ÇA – Part 1, par Andrés Muschietti
Par : TORNADO
Cet article portera sur la première partie du film Ça, réalisée en 2017 par Andrés Muschietti, d’après le roman éponyme de Stephen King.
1ère publication le 31/10/17- MAJ le 07/09/19
Nous avons déjà consacré un article entier, ici, à la figure de Stephen King et aux nombreuses adaptations cinématographiques et télévisuelles de son œuvre.
Si vous faites un détour par l’article en question, vous y trouverez un passage entier dédié au téléfilm en deux parties (éponyme lui aussi) réalisé en 1990 par Tommy Lee Wallace. Nous en reparlerons aujourd’hui quoiqu’il en soit, puisqu’il apparait évident que la comparaison s’impose entre les deux adaptations.

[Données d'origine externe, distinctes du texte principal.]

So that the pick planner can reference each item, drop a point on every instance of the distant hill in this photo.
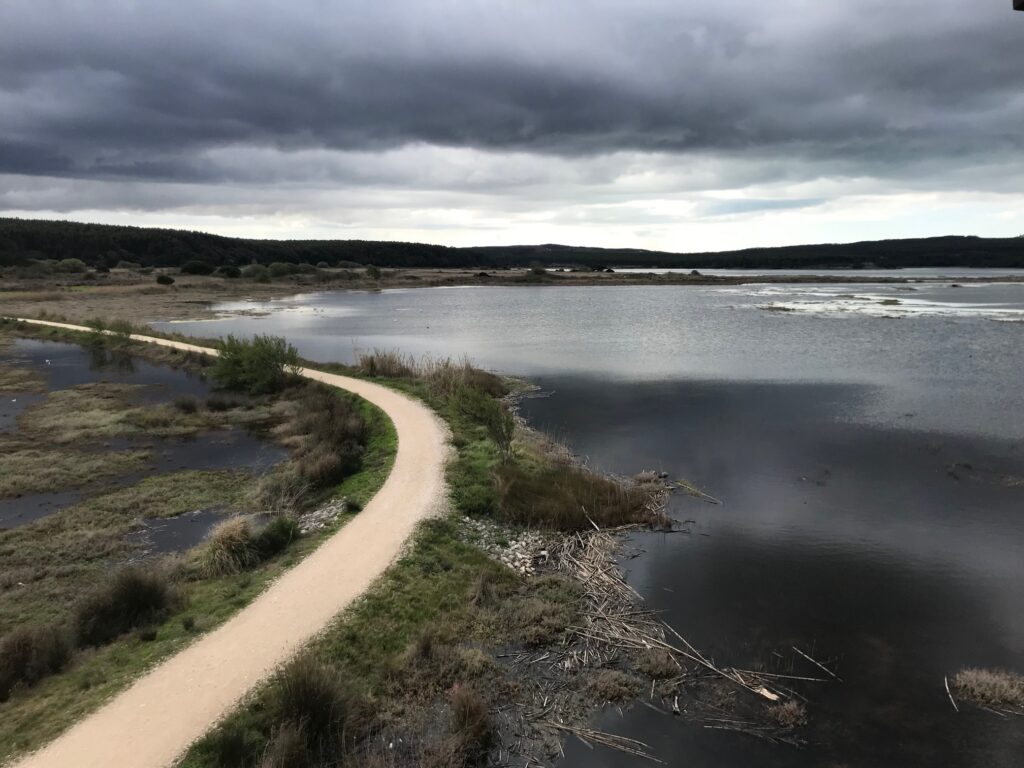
(99, 245)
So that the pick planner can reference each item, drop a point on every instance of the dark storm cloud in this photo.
(142, 90)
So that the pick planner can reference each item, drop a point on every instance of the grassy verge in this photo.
(62, 573)
(413, 671)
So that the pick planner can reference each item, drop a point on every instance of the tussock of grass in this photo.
(657, 664)
(232, 546)
(568, 498)
(31, 470)
(14, 379)
(612, 686)
(997, 689)
(443, 376)
(229, 548)
(30, 653)
(130, 598)
(790, 714)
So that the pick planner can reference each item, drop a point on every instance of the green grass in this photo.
(48, 564)
(29, 470)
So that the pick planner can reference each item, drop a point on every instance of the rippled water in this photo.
(868, 459)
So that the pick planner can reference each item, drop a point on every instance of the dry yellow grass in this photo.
(998, 689)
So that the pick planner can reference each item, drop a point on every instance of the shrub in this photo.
(130, 598)
(71, 265)
(657, 664)
(569, 498)
(276, 536)
(186, 404)
(470, 720)
(229, 548)
(788, 714)
(281, 269)
(993, 688)
(30, 653)
(613, 686)
(284, 489)
(257, 272)
(261, 366)
(334, 436)
(314, 698)
(484, 410)
(389, 364)
(196, 266)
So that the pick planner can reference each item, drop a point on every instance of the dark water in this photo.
(67, 366)
(865, 442)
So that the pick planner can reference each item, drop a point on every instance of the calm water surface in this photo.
(865, 442)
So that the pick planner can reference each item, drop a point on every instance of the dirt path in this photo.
(153, 722)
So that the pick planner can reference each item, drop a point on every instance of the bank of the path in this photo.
(153, 722)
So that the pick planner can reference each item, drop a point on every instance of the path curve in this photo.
(153, 722)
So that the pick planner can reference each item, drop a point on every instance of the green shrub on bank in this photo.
(569, 498)
(30, 653)
(263, 365)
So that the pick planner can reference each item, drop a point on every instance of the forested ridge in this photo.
(23, 241)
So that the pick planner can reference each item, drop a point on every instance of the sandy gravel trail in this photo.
(153, 722)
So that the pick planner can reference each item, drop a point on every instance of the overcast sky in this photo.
(679, 125)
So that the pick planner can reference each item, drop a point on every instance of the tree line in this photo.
(25, 241)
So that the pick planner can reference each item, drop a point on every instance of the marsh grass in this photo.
(30, 653)
(612, 686)
(997, 689)
(30, 470)
(130, 598)
(229, 548)
(564, 497)
(787, 715)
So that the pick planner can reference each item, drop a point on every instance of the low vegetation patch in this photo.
(996, 689)
(132, 597)
(30, 653)
(263, 365)
(568, 498)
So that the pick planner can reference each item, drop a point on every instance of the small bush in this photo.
(263, 365)
(285, 489)
(287, 749)
(257, 272)
(788, 714)
(657, 664)
(197, 267)
(994, 688)
(612, 686)
(276, 536)
(568, 498)
(317, 700)
(30, 653)
(186, 404)
(130, 598)
(71, 265)
(230, 548)
(470, 720)
(282, 269)
(389, 364)
(482, 409)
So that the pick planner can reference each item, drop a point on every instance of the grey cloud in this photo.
(141, 90)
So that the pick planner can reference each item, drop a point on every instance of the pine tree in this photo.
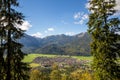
(105, 47)
(14, 68)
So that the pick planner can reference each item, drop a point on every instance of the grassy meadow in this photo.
(30, 57)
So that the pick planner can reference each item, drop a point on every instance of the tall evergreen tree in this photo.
(14, 69)
(105, 47)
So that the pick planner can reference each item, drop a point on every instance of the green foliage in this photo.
(10, 49)
(103, 27)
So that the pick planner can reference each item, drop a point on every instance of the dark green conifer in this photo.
(105, 47)
(13, 68)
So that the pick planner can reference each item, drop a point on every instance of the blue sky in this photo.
(53, 17)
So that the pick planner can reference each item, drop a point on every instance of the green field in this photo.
(31, 57)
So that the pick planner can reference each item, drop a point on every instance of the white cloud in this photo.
(77, 15)
(46, 31)
(70, 33)
(64, 22)
(38, 34)
(80, 17)
(50, 29)
(117, 7)
(25, 26)
(79, 22)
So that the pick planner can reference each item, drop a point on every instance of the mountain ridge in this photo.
(58, 44)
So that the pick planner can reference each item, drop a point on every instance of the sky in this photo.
(52, 17)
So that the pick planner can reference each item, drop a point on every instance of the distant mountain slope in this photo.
(58, 44)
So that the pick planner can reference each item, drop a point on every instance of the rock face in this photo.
(58, 44)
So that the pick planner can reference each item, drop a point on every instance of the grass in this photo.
(83, 57)
(29, 58)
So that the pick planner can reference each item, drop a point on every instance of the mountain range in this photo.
(58, 44)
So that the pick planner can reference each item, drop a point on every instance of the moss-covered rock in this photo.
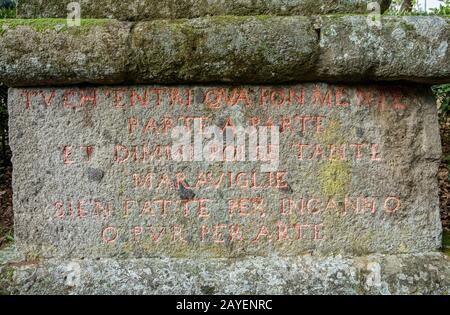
(238, 49)
(47, 52)
(174, 9)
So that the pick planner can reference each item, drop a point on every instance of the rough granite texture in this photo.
(398, 174)
(50, 53)
(234, 49)
(427, 273)
(135, 10)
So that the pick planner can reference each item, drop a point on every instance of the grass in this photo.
(446, 243)
(49, 24)
(7, 13)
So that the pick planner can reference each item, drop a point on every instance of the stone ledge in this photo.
(252, 50)
(427, 273)
(174, 9)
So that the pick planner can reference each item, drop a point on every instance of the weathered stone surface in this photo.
(49, 53)
(226, 49)
(427, 273)
(174, 9)
(357, 172)
(405, 48)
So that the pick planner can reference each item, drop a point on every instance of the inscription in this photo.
(129, 189)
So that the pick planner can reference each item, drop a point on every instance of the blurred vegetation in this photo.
(7, 9)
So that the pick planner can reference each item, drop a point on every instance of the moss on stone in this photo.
(50, 24)
(335, 178)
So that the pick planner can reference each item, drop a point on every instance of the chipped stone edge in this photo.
(129, 70)
(405, 274)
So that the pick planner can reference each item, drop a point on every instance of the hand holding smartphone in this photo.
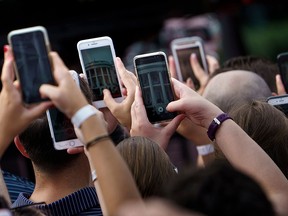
(30, 47)
(155, 83)
(282, 60)
(61, 128)
(97, 57)
(182, 48)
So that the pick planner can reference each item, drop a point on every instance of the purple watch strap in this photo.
(213, 127)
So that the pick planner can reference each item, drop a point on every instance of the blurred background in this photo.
(228, 28)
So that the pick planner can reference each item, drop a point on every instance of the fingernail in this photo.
(5, 48)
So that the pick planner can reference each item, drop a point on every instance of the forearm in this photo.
(113, 176)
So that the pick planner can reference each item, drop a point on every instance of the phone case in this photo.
(62, 130)
(97, 58)
(282, 60)
(30, 47)
(155, 83)
(182, 48)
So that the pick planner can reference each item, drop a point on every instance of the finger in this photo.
(75, 150)
(189, 83)
(109, 100)
(173, 125)
(172, 67)
(279, 85)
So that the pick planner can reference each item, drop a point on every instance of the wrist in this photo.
(205, 149)
(83, 114)
(215, 125)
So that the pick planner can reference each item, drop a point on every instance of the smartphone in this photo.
(280, 102)
(282, 61)
(155, 82)
(97, 58)
(61, 129)
(30, 47)
(181, 49)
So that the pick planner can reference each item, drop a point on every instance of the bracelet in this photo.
(82, 114)
(205, 149)
(213, 127)
(93, 175)
(96, 140)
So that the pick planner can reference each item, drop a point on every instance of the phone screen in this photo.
(32, 63)
(154, 80)
(185, 65)
(283, 68)
(100, 71)
(62, 126)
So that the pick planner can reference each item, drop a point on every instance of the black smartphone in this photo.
(61, 128)
(282, 60)
(155, 82)
(30, 47)
(280, 102)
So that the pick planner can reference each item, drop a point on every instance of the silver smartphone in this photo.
(97, 57)
(30, 47)
(280, 102)
(62, 130)
(155, 82)
(182, 48)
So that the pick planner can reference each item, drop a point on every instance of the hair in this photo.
(234, 88)
(38, 143)
(267, 126)
(259, 65)
(218, 189)
(148, 162)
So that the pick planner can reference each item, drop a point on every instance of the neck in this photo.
(50, 187)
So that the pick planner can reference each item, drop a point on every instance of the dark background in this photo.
(248, 27)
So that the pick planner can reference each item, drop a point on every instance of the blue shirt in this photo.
(82, 202)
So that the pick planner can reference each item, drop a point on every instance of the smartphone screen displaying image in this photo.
(154, 80)
(61, 128)
(282, 60)
(30, 48)
(97, 57)
(182, 48)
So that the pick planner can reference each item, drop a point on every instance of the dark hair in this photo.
(148, 162)
(38, 143)
(218, 189)
(267, 126)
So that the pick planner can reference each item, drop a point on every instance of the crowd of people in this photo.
(124, 168)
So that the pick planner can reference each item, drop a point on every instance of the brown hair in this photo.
(148, 162)
(267, 126)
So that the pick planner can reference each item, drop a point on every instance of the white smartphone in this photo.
(97, 58)
(280, 102)
(181, 49)
(30, 47)
(155, 82)
(61, 129)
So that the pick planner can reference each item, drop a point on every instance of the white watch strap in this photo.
(205, 149)
(82, 114)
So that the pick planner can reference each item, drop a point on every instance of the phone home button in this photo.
(71, 143)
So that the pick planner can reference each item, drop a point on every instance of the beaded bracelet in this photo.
(96, 140)
(215, 125)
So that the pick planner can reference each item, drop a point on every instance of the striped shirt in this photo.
(17, 184)
(82, 202)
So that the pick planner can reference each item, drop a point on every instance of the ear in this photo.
(20, 147)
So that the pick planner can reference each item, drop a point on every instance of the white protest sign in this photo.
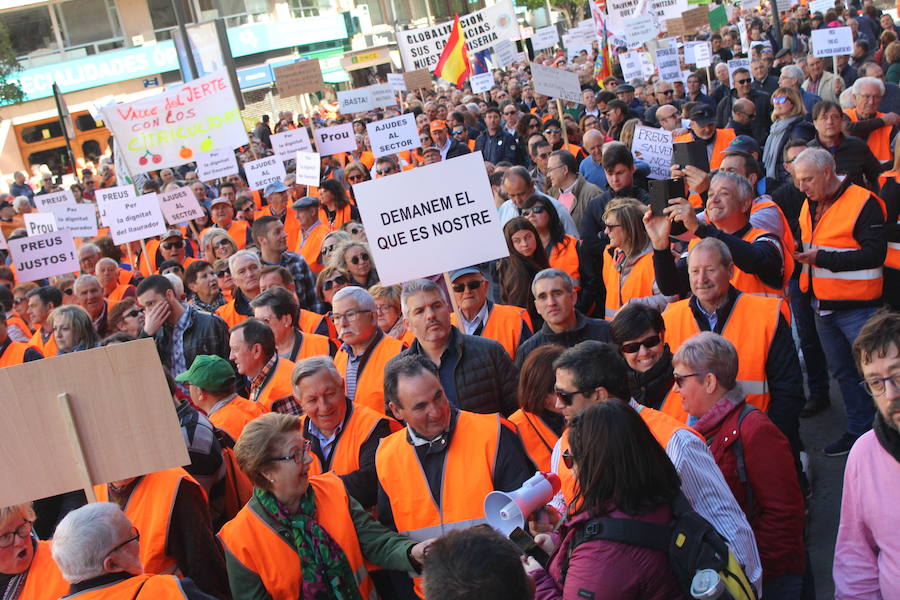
(397, 82)
(555, 83)
(308, 168)
(216, 164)
(132, 220)
(41, 256)
(431, 219)
(172, 128)
(505, 53)
(106, 196)
(640, 29)
(834, 41)
(421, 47)
(336, 139)
(264, 171)
(668, 64)
(46, 202)
(545, 37)
(483, 82)
(653, 146)
(40, 223)
(287, 143)
(80, 219)
(179, 206)
(393, 135)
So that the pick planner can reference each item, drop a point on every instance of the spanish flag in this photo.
(453, 65)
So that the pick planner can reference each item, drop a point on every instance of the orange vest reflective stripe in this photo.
(537, 438)
(357, 429)
(233, 416)
(44, 580)
(468, 477)
(504, 326)
(834, 232)
(638, 284)
(879, 141)
(150, 509)
(370, 383)
(564, 256)
(260, 549)
(751, 327)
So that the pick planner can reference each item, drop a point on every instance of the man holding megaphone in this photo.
(433, 474)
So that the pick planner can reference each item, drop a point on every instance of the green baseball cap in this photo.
(208, 372)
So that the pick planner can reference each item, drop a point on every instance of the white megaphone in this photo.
(506, 511)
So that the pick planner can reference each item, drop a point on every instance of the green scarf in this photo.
(326, 573)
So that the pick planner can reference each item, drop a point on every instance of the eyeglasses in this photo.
(339, 280)
(679, 379)
(23, 531)
(349, 315)
(877, 387)
(471, 286)
(632, 347)
(534, 210)
(135, 537)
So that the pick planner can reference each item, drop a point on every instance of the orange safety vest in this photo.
(834, 232)
(259, 548)
(357, 429)
(537, 438)
(468, 477)
(235, 415)
(504, 326)
(370, 383)
(751, 327)
(638, 284)
(44, 580)
(150, 509)
(564, 256)
(879, 141)
(278, 387)
(723, 138)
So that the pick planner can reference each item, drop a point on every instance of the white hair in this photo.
(84, 538)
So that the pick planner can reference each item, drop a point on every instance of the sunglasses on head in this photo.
(648, 343)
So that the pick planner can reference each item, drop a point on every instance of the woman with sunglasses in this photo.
(27, 570)
(302, 536)
(354, 258)
(622, 473)
(515, 273)
(562, 249)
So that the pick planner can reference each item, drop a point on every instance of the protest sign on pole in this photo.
(556, 83)
(42, 256)
(287, 143)
(179, 206)
(172, 128)
(80, 219)
(431, 219)
(125, 420)
(393, 135)
(308, 168)
(216, 164)
(46, 202)
(653, 146)
(264, 171)
(40, 223)
(335, 139)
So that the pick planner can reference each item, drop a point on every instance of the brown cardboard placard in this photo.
(303, 77)
(122, 411)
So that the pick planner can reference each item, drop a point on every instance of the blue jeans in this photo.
(813, 355)
(837, 331)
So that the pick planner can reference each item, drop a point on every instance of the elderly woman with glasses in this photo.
(302, 536)
(27, 570)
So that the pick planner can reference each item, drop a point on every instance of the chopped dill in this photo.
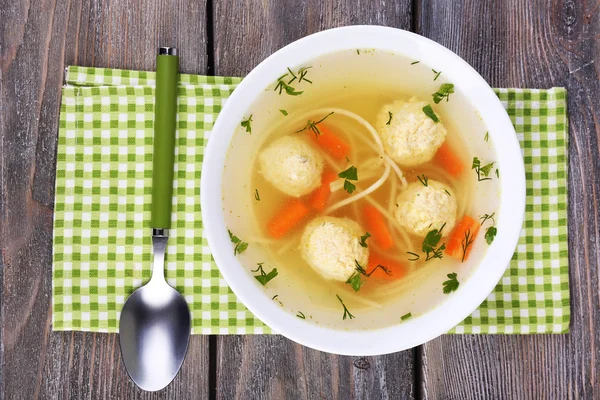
(451, 284)
(466, 243)
(482, 170)
(264, 277)
(443, 92)
(312, 126)
(427, 110)
(240, 246)
(347, 313)
(246, 124)
(363, 239)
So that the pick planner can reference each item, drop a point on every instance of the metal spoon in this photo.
(154, 329)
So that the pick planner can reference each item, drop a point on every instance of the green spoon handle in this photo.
(165, 111)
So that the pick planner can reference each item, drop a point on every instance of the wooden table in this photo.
(512, 43)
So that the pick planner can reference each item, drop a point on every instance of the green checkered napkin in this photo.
(102, 246)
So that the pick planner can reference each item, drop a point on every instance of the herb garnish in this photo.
(443, 92)
(451, 284)
(482, 170)
(246, 124)
(466, 243)
(351, 174)
(363, 239)
(240, 246)
(312, 125)
(346, 312)
(356, 280)
(491, 231)
(423, 179)
(430, 244)
(264, 277)
(427, 110)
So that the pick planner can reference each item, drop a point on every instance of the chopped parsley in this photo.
(491, 231)
(264, 277)
(466, 243)
(240, 246)
(246, 124)
(351, 174)
(430, 244)
(482, 171)
(312, 126)
(427, 110)
(451, 284)
(346, 312)
(363, 239)
(443, 92)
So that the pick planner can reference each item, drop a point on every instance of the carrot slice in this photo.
(396, 269)
(378, 228)
(462, 236)
(331, 143)
(287, 218)
(318, 199)
(447, 158)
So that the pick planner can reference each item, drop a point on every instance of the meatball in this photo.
(423, 208)
(331, 246)
(411, 138)
(291, 165)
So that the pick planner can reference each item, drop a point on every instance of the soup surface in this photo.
(361, 189)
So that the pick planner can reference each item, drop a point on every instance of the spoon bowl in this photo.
(154, 333)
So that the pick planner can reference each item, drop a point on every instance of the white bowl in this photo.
(482, 281)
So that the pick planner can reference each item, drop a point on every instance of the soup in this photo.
(360, 198)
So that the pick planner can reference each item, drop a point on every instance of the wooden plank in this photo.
(535, 44)
(37, 40)
(272, 366)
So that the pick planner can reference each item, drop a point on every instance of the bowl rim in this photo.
(473, 291)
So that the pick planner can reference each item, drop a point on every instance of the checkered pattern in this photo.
(102, 248)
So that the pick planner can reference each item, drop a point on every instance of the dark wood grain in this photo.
(37, 40)
(532, 44)
(274, 367)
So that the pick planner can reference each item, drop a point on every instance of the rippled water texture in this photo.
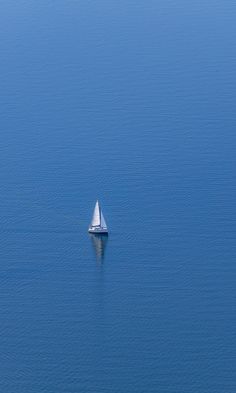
(133, 103)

Qui ne connait pas encore Ça, le récit fondateur de l’œuvre de Stephen King aux accents autobiographiques égrainés sur pas moins de onze-cents pages ?
Le pitch est le suivant : A Derry (petite ville imaginaire de l’état du Maine que l’on retrouvera dans d’autres romans de l’auteur, notamment The Dreamcatcher), en 1958, le petit Georgie disparait mystérieusement alors qu’il était parti jouer sous la pluie avec le bateau en papier que lui avait fabriqué son grand frère Bill.
Après ce terrible événement, d’autres enfants semblent subir le même sort.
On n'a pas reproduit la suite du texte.